In a recent study conducted by researchers at Johns Hopkins Medicine, the team uncovered significant evidence of a relationship between a decreased sense of smell and a heightened risk of developing late-life depression.
According to the researchers, the study does not prove causation. Nonetheless, they believe that the link may act as a critical overall health indicator.
“We’ve seen repeatedly that a poor sense of smell can be an early warning sign of neurodegenerative diseases such as Alzheimer’s disease and Parkinson’s disease, as well as a mortality risk,” said Vidya Kamath of Johns Hopkins University School of Medicine.
“This study underscores its association with depressive symptoms. Additionally, this study explores factors that might influence the relationship between olfaction and depression, including poor cognition and inflammation.”
The research relied on data collected from 2,125 individuals in the Health, Aging, and Body Composition Study (Health ABC), a federal government study. This participant pool was comprised of healthy older adults between the ages of 70 and 73 when the eight-year-long study period began from 1997 to 1998.
The participants did not have any difficulty climbing 10 steps, walking 0.25 miles, or completing typical activities at the onset of the research. Then, they were assessed by phone every six months and in person every year.

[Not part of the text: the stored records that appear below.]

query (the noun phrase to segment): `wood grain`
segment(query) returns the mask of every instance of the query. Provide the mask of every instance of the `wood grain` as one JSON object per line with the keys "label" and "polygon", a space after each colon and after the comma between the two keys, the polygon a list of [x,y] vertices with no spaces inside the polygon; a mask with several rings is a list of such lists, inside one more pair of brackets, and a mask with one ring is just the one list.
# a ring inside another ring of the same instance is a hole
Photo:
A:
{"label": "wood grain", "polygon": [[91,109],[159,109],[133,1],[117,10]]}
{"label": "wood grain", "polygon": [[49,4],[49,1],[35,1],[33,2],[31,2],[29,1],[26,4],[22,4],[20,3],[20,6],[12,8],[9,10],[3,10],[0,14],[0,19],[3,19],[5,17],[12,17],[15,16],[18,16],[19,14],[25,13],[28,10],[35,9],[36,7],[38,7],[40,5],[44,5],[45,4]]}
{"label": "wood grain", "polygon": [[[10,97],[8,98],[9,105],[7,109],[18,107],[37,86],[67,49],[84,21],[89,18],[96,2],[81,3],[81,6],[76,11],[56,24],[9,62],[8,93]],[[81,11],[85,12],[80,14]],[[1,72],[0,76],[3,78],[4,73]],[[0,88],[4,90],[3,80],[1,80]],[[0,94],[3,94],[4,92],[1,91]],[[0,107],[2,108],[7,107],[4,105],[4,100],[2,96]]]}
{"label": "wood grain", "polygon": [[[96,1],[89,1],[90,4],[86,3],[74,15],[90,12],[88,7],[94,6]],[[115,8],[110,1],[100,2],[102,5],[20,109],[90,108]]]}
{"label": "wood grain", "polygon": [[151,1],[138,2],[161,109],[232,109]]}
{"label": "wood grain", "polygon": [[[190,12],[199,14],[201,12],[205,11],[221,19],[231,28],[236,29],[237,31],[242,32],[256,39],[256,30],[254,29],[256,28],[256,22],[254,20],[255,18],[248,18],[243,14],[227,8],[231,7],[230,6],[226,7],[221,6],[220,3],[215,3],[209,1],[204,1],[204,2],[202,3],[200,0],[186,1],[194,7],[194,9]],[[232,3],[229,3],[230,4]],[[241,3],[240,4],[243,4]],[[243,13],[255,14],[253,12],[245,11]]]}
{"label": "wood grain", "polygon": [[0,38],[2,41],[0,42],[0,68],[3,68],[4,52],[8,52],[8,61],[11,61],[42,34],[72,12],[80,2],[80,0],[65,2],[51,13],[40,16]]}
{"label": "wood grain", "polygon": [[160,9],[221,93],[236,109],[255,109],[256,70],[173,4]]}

These assessments focused on mobility tests, depression, and the ability to detect certain odors.
Sense of smell was first measured in 1999, at which point just under half of the participants– 48%– displayed a normal sense of smell. At the same time, 28% of the participants showed hyposmia, or a decreased sense of smell, and 24% showed anosmia or a significant loss of smell.
The participants who had better olfaction tended to be younger in age than the participants reporting significant smell loss or hyposmia. Throughout follow-up assessments, 25% of the study participants ultimately developed severe depressive symptoms.